Texas Asks Supreme Court to Block Election Results in Four Battleground States

'Their failure to abide by the rule of law casts a dark shadow of doubt over the outcome of the entire election...'

Texas announced on Tuesday that it is filing a lawsuit in the Supreme Court against four battleground states that certified their election results for Democrat candidate Joe Biden.

Texas Attorney General Ken Paxton argued that electors from Georgia, Michigan, Pennsylvania, and Wisconsin should not be allowed to cast their votes because each of those states unconstitutionally changed their voting procedures to allow for increased mail-in voting, which ultimately led to Biden’s victory in each state.

The new voting process — not enacted by state legislatures, as required under the U.S. Constitution — skewed the presidential election results by allowing rampant voter fraud, Paxton argued.

“Their failure to abide by the rule of law casts a dark shadow of doubt over the outcome of the entire election,” Paxton said in a statement. “We now ask that the Supreme Court step in to correct this egregious error.”

Paxton asked the Supreme Court to delay the Electoral College’s meeting, which is set to take place on Dec. 14.

His 154-page complaint echoes many of the legal arguments being made by President Trump’s campaign.

Responding to Texas’s lawsuit, the other states dismissed Paxton’s allegations as a sham.

“The allegations in the lawsuit are false and irresponsible,” Georgia’s deputy secretary of state, Jordan Fuchs, said in a statement Tuesday. “Texas alleges that there are 80,000 forged signatures on absentee ballots in Georgia, but they don’t bring forward a single person who this happened to.
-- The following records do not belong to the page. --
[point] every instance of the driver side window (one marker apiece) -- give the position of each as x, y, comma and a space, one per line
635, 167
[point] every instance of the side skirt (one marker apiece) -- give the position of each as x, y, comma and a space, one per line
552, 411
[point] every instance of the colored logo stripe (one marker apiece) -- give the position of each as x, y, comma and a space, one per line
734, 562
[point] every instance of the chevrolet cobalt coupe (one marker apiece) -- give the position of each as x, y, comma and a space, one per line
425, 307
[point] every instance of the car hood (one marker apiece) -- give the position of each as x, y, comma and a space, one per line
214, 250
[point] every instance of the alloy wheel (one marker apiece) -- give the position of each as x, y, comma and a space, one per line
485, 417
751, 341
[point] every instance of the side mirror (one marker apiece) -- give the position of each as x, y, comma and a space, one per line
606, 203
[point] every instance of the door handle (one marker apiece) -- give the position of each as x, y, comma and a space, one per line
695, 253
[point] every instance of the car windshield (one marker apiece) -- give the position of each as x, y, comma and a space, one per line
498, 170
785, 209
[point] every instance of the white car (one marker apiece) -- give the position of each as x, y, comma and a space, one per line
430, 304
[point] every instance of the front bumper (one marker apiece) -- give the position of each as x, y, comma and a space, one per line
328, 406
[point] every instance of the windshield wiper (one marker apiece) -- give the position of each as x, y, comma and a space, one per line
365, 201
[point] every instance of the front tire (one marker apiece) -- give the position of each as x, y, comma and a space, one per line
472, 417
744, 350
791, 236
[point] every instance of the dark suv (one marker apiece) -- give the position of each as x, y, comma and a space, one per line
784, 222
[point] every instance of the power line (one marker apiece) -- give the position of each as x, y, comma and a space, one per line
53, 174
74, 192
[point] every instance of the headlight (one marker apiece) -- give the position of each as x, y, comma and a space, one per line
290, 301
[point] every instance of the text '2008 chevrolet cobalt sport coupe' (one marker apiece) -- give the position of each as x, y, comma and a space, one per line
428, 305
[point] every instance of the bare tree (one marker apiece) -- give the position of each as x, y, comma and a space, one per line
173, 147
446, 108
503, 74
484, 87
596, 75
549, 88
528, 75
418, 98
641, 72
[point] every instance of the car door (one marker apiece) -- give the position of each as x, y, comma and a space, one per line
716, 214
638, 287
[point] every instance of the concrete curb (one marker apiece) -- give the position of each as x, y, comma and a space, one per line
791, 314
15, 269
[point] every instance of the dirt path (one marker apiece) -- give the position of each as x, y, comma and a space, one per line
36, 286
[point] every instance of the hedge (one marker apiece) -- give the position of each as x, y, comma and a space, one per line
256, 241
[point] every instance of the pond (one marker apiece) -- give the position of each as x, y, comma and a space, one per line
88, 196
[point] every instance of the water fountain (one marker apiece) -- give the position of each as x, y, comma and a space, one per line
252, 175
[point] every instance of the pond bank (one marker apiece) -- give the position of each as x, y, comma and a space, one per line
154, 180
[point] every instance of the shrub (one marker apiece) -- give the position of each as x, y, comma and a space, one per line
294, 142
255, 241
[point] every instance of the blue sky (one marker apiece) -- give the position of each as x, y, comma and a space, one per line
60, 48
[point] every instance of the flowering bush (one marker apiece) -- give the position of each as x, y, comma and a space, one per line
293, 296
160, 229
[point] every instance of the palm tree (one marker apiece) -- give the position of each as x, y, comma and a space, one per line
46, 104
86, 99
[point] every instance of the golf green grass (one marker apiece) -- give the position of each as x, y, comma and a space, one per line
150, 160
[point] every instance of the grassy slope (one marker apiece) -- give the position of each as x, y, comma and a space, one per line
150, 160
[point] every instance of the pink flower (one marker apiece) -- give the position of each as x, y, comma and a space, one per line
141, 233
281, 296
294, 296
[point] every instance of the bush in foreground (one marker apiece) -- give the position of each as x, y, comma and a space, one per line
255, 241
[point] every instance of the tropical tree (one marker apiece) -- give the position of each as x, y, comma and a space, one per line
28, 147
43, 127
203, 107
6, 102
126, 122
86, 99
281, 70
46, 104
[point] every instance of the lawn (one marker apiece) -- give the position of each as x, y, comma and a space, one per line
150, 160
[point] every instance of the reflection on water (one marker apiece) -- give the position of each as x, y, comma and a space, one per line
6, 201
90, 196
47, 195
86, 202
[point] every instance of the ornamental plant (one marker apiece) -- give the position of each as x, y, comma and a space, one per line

That’s because it didn’t happen.”

Michigan Attorney General Dana Nessel similarly wrote off Paxton’s concerns as a “publicity stunt, not a serious legal pleading.”

“Mr. Paxton’s actions are beneath the dignity of the office of Attorney General and the people of the great state of Texas,” she said.

Paxton, however, defended the lawsuit as a necessary step given the “rushed decisions” being made by local officials who refuse to listen to the American public.

“The states violated statutes enacted by their duly elected legislatures, thereby violating the Constitution. By ignoring both state and federal law, these states have not only tainted the integrity of their own citizens’ vote, but of Texas and every other state that held lawful elections,” he said.